Consumer confidence in France falls in December
French consumer confidence fell unexpectedly in December, data released yesterday showed, adding to concerns over the strength of demand in the euro zone's second-largest economy as unemployment mounts.
The monthly indicator of consumer confidence from national statistics office Insee fell for the first time in four months in December to -31 from an unrevised -30 in November.
Analysts had been expecting the confidence index to improve slightly over the month to -29.
"From the point of view of households and consumers, the economy is still very fragile," said Bruno Cavalier, economist at Paris private bank Oddo et Cie.

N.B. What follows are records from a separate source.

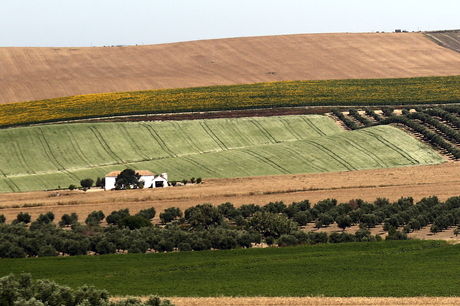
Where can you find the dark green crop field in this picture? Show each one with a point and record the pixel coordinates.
(387, 268)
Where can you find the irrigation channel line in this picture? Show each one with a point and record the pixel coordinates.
(393, 147)
(291, 129)
(299, 155)
(199, 165)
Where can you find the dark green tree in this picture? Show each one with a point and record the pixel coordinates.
(170, 214)
(117, 215)
(87, 183)
(94, 218)
(126, 179)
(148, 213)
(22, 217)
(344, 221)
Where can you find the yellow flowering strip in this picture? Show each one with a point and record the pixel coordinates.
(259, 95)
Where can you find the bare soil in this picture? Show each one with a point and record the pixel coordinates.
(417, 182)
(40, 73)
(314, 301)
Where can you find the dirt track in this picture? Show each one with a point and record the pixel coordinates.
(418, 182)
(315, 301)
(38, 73)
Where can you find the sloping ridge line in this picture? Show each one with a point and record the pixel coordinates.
(41, 73)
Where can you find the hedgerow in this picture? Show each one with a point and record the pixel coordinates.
(366, 92)
(205, 227)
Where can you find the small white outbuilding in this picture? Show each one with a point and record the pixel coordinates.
(150, 180)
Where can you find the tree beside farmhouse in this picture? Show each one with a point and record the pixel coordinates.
(130, 178)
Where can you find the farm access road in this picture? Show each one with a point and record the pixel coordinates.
(417, 182)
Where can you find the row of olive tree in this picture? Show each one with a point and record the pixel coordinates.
(25, 291)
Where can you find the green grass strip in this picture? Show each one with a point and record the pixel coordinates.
(260, 95)
(376, 269)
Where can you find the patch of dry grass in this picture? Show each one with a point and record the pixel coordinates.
(41, 73)
(314, 301)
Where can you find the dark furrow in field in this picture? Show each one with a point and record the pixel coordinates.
(211, 134)
(333, 155)
(104, 145)
(266, 161)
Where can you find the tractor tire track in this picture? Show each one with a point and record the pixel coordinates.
(266, 161)
(10, 183)
(51, 156)
(77, 148)
(291, 130)
(132, 142)
(211, 134)
(335, 156)
(393, 147)
(259, 126)
(313, 126)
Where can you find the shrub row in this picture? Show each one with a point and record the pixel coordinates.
(205, 227)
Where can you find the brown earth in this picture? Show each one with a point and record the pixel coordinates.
(39, 73)
(417, 182)
(314, 301)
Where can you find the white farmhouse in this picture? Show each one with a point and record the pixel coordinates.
(150, 180)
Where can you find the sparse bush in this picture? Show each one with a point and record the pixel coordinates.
(87, 183)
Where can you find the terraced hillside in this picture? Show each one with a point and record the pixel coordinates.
(45, 157)
(39, 73)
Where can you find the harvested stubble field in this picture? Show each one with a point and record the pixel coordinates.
(42, 73)
(417, 182)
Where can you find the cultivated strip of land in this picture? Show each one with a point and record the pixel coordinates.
(362, 92)
(218, 148)
(42, 73)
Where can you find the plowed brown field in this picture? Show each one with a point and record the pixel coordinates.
(39, 73)
(417, 182)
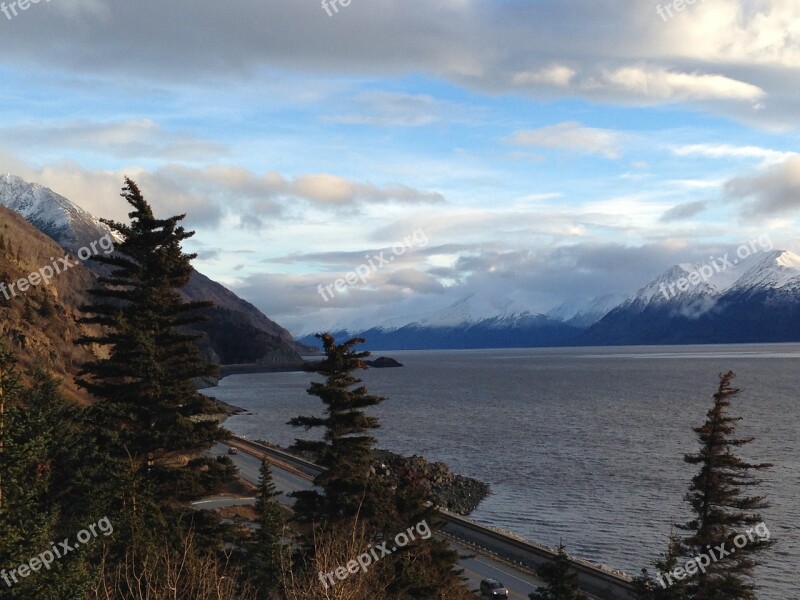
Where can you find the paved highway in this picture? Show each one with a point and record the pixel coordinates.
(477, 566)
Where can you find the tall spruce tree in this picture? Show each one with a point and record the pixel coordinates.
(348, 487)
(722, 509)
(264, 549)
(147, 396)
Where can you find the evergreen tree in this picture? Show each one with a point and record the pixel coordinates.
(346, 452)
(722, 509)
(264, 550)
(426, 568)
(41, 473)
(658, 587)
(561, 580)
(147, 396)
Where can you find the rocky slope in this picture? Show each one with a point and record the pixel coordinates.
(238, 332)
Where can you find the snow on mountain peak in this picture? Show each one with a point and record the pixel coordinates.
(61, 219)
(779, 269)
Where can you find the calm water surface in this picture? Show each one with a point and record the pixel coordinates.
(580, 445)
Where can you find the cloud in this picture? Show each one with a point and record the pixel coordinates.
(208, 194)
(656, 83)
(388, 109)
(556, 75)
(683, 211)
(771, 191)
(731, 151)
(713, 54)
(134, 138)
(570, 135)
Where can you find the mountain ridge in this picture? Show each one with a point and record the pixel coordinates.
(73, 228)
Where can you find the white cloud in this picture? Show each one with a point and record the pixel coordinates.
(731, 151)
(555, 75)
(656, 83)
(571, 135)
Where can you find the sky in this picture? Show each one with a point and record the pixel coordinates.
(527, 152)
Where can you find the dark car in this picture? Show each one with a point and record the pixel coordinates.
(491, 588)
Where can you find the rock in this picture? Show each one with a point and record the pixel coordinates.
(383, 363)
(456, 493)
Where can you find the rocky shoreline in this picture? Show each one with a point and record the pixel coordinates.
(455, 493)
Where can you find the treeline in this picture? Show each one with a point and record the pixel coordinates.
(95, 501)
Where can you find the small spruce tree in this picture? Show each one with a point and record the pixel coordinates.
(346, 451)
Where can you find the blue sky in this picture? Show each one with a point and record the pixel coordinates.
(549, 151)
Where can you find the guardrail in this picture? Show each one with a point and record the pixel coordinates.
(305, 467)
(591, 578)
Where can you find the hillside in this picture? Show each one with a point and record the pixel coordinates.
(39, 325)
(237, 333)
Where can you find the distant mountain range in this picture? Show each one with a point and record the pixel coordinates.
(756, 300)
(237, 333)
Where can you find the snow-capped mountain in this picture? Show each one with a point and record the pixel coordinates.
(53, 214)
(239, 332)
(754, 300)
(583, 313)
(751, 300)
(475, 321)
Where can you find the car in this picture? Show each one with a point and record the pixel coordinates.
(491, 588)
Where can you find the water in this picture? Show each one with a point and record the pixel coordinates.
(580, 445)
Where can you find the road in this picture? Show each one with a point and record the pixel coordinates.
(477, 566)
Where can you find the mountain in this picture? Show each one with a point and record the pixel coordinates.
(752, 301)
(460, 326)
(755, 300)
(237, 333)
(39, 324)
(584, 313)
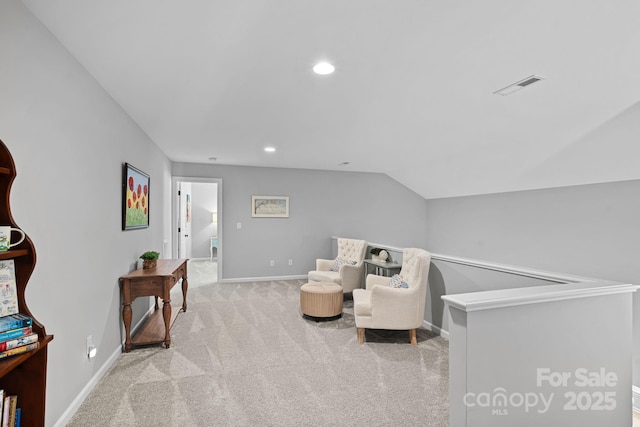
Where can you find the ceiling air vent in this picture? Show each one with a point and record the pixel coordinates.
(519, 85)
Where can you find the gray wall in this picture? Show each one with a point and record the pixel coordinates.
(589, 230)
(322, 204)
(69, 140)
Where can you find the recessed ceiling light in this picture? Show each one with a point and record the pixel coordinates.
(323, 68)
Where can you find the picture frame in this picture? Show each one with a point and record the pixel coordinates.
(135, 198)
(270, 206)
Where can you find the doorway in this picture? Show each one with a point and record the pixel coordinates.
(197, 223)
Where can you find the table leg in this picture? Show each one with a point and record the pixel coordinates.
(166, 314)
(126, 318)
(185, 287)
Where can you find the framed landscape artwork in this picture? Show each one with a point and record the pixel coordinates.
(135, 198)
(270, 206)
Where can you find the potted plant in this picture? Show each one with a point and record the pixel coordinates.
(149, 259)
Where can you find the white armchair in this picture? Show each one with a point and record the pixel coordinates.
(348, 267)
(383, 307)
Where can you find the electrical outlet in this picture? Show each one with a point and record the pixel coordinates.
(91, 349)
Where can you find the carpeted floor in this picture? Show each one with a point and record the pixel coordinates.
(242, 355)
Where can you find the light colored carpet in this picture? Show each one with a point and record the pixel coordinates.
(242, 355)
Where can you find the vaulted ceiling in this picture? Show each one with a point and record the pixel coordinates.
(412, 95)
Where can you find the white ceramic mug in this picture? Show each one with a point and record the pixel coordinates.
(5, 237)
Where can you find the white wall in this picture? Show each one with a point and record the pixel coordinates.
(69, 140)
(204, 197)
(588, 230)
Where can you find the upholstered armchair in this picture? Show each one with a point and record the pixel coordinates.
(382, 305)
(348, 267)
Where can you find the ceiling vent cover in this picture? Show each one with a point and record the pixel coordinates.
(519, 85)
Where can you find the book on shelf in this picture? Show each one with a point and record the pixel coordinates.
(15, 333)
(19, 350)
(8, 288)
(13, 405)
(15, 321)
(18, 342)
(5, 410)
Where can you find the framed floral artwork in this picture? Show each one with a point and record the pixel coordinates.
(135, 198)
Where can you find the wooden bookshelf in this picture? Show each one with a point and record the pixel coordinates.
(24, 375)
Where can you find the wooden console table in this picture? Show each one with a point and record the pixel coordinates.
(155, 282)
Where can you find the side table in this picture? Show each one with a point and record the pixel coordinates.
(155, 282)
(381, 268)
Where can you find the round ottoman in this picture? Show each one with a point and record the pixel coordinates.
(321, 300)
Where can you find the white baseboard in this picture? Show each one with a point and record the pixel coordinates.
(93, 382)
(436, 330)
(264, 279)
(86, 391)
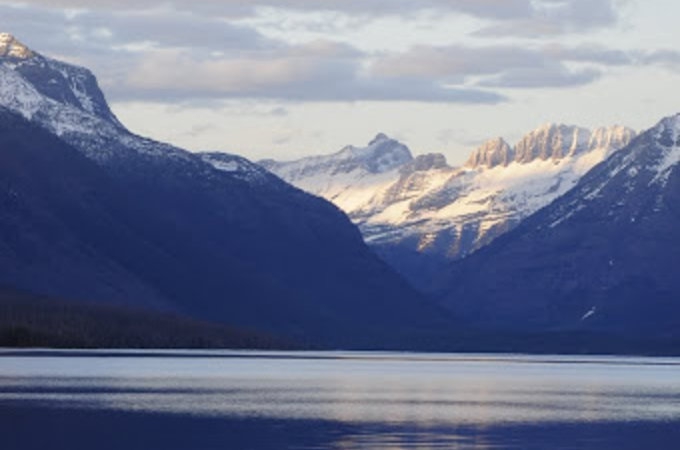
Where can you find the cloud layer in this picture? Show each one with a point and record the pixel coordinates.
(204, 49)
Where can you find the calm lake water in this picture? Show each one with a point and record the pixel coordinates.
(339, 400)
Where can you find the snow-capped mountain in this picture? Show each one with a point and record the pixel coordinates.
(423, 206)
(601, 258)
(91, 211)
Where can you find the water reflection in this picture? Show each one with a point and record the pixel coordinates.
(390, 400)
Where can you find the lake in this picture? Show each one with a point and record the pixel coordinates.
(339, 400)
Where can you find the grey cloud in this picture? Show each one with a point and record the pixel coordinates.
(554, 17)
(482, 8)
(544, 77)
(504, 66)
(331, 75)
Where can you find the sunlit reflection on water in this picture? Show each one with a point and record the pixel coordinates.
(427, 393)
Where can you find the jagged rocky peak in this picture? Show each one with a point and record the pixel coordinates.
(10, 47)
(384, 154)
(611, 138)
(424, 163)
(552, 141)
(667, 132)
(494, 152)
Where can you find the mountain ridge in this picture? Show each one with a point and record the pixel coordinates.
(424, 211)
(599, 258)
(141, 221)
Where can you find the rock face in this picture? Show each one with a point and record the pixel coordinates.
(600, 258)
(420, 213)
(92, 211)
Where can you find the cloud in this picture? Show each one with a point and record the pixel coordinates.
(503, 66)
(319, 71)
(554, 17)
(235, 8)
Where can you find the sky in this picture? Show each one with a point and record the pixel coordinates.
(285, 79)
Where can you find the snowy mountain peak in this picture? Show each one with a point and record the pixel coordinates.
(65, 98)
(552, 141)
(379, 138)
(668, 130)
(10, 47)
(494, 152)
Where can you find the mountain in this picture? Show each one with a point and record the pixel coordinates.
(94, 212)
(600, 258)
(419, 213)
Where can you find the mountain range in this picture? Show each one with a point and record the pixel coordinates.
(419, 213)
(94, 212)
(600, 258)
(563, 242)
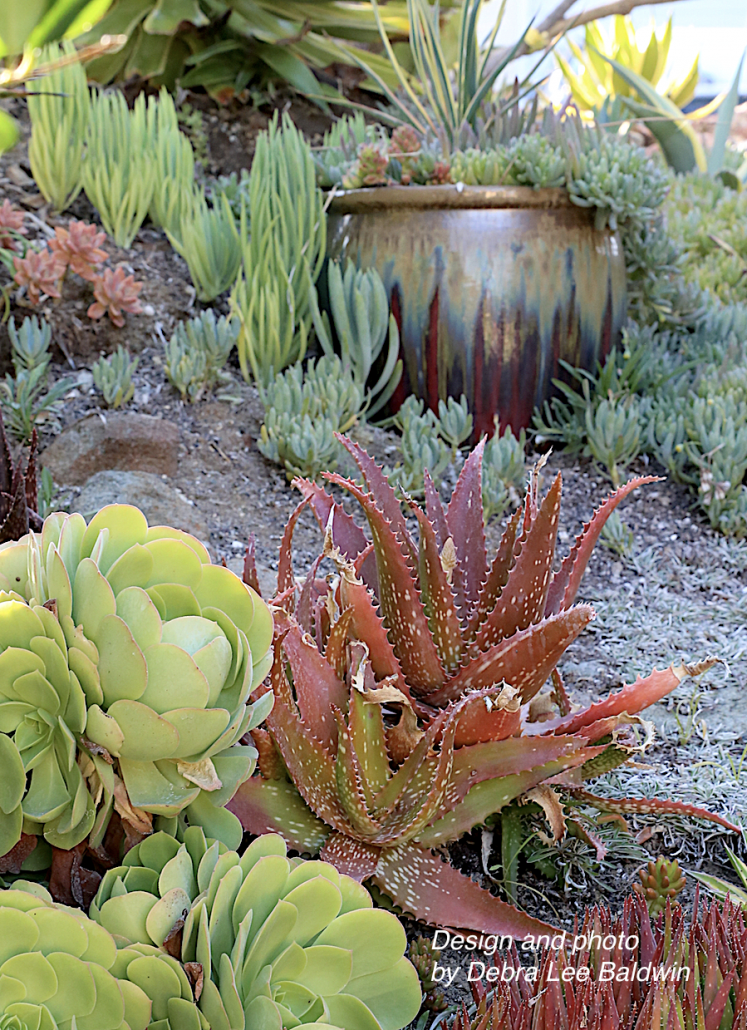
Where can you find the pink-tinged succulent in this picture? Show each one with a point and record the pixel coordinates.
(12, 220)
(668, 973)
(115, 293)
(40, 272)
(79, 247)
(401, 717)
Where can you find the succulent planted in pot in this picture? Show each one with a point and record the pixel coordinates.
(61, 969)
(279, 941)
(127, 661)
(459, 650)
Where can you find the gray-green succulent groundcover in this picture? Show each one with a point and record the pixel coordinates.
(280, 941)
(60, 970)
(126, 663)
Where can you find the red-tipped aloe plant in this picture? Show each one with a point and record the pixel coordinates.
(459, 649)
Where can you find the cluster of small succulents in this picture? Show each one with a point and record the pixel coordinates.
(129, 659)
(75, 249)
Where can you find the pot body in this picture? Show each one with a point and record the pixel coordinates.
(491, 287)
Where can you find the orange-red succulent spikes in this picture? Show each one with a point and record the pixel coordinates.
(522, 599)
(426, 887)
(523, 660)
(400, 598)
(465, 520)
(568, 578)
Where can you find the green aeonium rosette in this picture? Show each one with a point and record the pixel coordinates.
(60, 970)
(280, 941)
(126, 663)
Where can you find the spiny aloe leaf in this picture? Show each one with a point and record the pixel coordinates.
(634, 697)
(335, 650)
(437, 596)
(498, 576)
(568, 578)
(384, 498)
(352, 858)
(522, 599)
(490, 795)
(275, 807)
(308, 597)
(316, 684)
(347, 537)
(493, 759)
(368, 626)
(435, 512)
(649, 805)
(400, 598)
(523, 660)
(350, 787)
(483, 722)
(369, 740)
(309, 764)
(431, 890)
(466, 524)
(285, 578)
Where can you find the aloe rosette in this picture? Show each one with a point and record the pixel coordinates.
(406, 705)
(279, 941)
(60, 970)
(126, 663)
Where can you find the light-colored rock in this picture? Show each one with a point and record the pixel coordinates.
(117, 440)
(161, 503)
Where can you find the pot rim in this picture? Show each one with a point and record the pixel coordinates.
(447, 197)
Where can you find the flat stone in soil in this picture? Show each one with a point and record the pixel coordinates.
(160, 502)
(117, 440)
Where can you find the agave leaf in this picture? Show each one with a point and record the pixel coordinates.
(676, 137)
(427, 888)
(399, 597)
(438, 597)
(466, 525)
(650, 805)
(568, 579)
(351, 858)
(523, 660)
(498, 576)
(723, 124)
(275, 807)
(317, 687)
(522, 599)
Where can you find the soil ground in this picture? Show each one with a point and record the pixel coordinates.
(680, 594)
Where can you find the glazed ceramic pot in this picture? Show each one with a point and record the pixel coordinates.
(491, 287)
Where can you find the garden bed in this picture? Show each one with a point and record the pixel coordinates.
(681, 593)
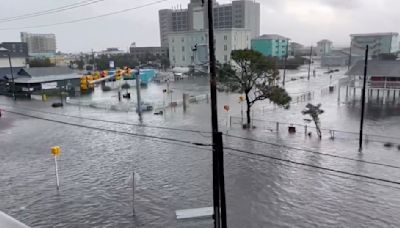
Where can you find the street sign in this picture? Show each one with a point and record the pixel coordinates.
(49, 85)
(226, 108)
(55, 150)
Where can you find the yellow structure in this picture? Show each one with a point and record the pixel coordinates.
(55, 150)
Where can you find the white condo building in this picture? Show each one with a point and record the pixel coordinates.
(40, 45)
(191, 48)
(182, 30)
(379, 43)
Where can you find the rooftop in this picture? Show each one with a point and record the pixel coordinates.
(376, 34)
(385, 68)
(324, 41)
(39, 74)
(272, 37)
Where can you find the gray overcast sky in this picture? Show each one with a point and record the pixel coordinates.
(304, 21)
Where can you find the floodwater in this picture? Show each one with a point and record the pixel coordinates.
(96, 165)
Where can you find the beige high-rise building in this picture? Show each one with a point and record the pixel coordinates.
(40, 45)
(240, 14)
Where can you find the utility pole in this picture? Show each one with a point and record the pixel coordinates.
(363, 98)
(218, 166)
(139, 105)
(11, 71)
(351, 44)
(309, 64)
(286, 56)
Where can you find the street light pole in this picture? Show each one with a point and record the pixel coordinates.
(363, 99)
(286, 56)
(11, 70)
(309, 64)
(218, 164)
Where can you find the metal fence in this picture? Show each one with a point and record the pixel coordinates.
(277, 126)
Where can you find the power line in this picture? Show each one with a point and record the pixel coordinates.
(202, 145)
(50, 11)
(311, 151)
(309, 170)
(313, 166)
(87, 18)
(227, 135)
(118, 122)
(110, 130)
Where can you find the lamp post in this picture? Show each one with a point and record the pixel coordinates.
(11, 70)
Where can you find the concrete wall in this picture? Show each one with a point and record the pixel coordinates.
(15, 61)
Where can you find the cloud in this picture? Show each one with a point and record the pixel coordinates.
(342, 4)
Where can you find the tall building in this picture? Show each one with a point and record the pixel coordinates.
(295, 48)
(324, 47)
(142, 52)
(40, 45)
(191, 48)
(271, 45)
(18, 52)
(379, 43)
(244, 14)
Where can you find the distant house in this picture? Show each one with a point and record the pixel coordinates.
(324, 47)
(339, 58)
(295, 48)
(379, 43)
(271, 45)
(18, 52)
(32, 80)
(380, 74)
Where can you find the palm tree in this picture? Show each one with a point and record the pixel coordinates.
(314, 111)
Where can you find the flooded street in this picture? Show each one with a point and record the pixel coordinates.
(273, 179)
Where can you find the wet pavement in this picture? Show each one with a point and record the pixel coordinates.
(262, 191)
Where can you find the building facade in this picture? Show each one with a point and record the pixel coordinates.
(324, 47)
(40, 45)
(141, 52)
(295, 48)
(191, 48)
(112, 51)
(244, 14)
(18, 52)
(271, 45)
(379, 43)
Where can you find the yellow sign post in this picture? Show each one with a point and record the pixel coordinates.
(55, 151)
(241, 100)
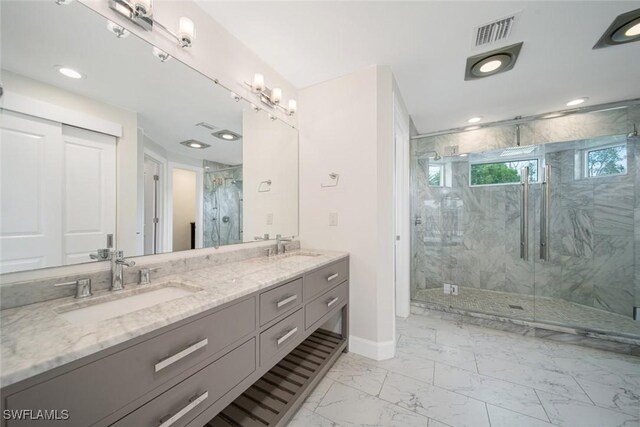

"The improvements we have seen in some sectors such as manufacturing or in the stock market rally last year are one thing but the economy that people experience directly is quite another," he said. The French economy grew 0.3 per cent in the third quarter of 2009 and Insee expects gross domestic product to expand by 0.4 per cent in the fourth quarter, fuelled by household spending.
Economy Minister Christine Lagarde said yesterday she hoped the government would be able to revise its 2010 growth forecast to one per cent from 0.75 per cent.
But she warned that the wave of job destruction seen over the past 18 months would not ease until the second half of 2010, underlining concerns that demand may wane in coming months, notably when government subsidies to boost consumption end.
Even as France pulls itself out of recession, recent data on consumer spending showed households rushed to take advantage of a car scrappage scheme in November before its withdrawal, but cut back on other items, pushing consumption down 0.1 per cent.
The weaker confidence data did not augur well for retailers hoping for a bumper winter sales season kicking off today but Lagarde said initial signs from regions which had already started their sales were more positive.
Yesterday's confidence data showed fears over future job losses eased slightly in December to 61 from 62 previously, but still remained well above their long-term average of 32.
At the same time, householders said they were more worried about their future finances.